To illustrate, the biggest dairy farm in China is spread over 22,500,000 acres, an area equal to that of Portugal. According to worldatlas.com, this farm houses around 1,00,000 cows. The second biggest dairy farm, spread over 11,000,000 acres, is also in China. The remaining eight of the top 10 big dairy farms are situated in Australia, which despite the size are under stress.

No wonder, the push for seeking an unfettered access into India through the regional mega RCEP treaty, which India has, for the time being, rightly decided to stay out of. Considering that 10 million people are involved in dairying in India, imagine the destruction of livelihoods from cheaper dairy imports from Australia, New Zealand and China.

Returning to agriculture, rural America, like rural India, is faced with a severe agrarian crisis. Like in India, where the average income of farming families in 17 states, which is roughly half the country, stands at a paltry Rs 20,000 a year, the US agriculture is not doing good either. More than half of US farmers have a negative income. According to the American Farm Bureau Federation, 91 per cent farmers and farm workers face distress. Besides affecting their mental health, the severity of the crisis is such that 87 per cent farmers fear they will have to abandon farming. Accordingly, farm debt in 2019 is expected to soar to $416 billion, the highest since 1980. For several decades, farm gate prices have remained frozen when adjusted for inflation. The prevailing onion prices, for instance, are no different from the prices farmers received 30 years ago. Corn prices have remained static for almost five decades.
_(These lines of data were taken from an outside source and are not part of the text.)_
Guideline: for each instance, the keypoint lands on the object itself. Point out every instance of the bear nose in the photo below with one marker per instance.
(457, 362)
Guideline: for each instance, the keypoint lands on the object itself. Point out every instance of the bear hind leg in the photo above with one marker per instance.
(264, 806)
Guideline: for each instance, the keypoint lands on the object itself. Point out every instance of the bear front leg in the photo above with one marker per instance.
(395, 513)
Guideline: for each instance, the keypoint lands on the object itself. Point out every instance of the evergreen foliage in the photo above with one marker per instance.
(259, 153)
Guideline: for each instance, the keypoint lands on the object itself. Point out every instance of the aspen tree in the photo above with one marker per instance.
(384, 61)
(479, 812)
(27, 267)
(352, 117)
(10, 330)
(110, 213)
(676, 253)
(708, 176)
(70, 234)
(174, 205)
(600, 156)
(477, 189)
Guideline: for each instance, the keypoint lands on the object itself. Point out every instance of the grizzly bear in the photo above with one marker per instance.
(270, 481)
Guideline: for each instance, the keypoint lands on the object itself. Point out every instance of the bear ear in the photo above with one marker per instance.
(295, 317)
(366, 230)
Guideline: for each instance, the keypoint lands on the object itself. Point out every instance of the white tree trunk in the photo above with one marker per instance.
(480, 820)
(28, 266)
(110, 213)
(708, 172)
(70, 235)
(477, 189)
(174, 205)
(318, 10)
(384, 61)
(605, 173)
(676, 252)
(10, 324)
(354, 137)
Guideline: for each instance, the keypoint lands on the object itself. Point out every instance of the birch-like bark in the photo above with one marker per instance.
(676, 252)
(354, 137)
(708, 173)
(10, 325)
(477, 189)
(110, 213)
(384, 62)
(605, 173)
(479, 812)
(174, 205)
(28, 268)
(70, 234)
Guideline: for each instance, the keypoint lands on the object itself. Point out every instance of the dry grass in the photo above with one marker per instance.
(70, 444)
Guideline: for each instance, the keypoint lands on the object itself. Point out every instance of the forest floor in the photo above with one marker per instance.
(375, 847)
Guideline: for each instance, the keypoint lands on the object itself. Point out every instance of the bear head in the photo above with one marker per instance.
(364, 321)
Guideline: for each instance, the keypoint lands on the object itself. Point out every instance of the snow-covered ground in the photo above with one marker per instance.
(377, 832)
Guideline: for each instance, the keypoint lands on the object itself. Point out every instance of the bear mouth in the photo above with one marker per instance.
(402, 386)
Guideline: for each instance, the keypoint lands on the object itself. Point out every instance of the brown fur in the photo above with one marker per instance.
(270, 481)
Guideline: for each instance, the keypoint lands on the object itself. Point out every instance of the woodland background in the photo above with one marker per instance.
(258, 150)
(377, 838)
If such a worsening farm crisis is happening in a country which applies state-of-the-art technology in agriculture, and is often touted as an example to be followed by the rest of the world, isn’t it time to examine how inappropriate is the argument for pushing in more sophisticated technology (often unwanted) in Indian agriculture? No one is against technology, but it has to be relevant, depending on the needs, and not pushed to benefit commercial interests.

If in a country which is completely high-tech in agriculture, the suicide rate in rural areas is 45 per cent higher than in urban areas, isn’t it time to redesign Indian agriculture, focusing more on sustaining small farms, thereby reducing the rural-to-urban migration? Shouldn’t the Ministry of Agriculture and Farmers Welfare, therefore, embark on a fresh strategy to bring in policies tuned in more to domestic needs and those that make farming environmentally sustainable and economically viable?

An OECD-ICRIER (Organisation for Economic Cooperation and Development-Indian Council for Research on International Economic Relations) study has shown that Indian farmers have been suffering a loss of 14 per cent every year in farm incomes for almost two decades, between 2000-01 and 2016-17. This has largely benefited the consumers who paid 25 per cent less for all agricultural commodities every year. In other words, it is the farmers who have been subsidising the country all these years. An outcome of the global economic design which aims to deliberately keep farm prices low, farmers’ anger is brewing across the world. As farm protests spill on to the streets in Germany, Holland, Canada, America and India, the reason for growing farm anger was best summed up by Ian McLachlan, President of the National Farmers Federation of Australia, who while recently addressing a 45,000-strong farmers’ rally, said: “We’re sick and tired of subsidising the rest of Australia.”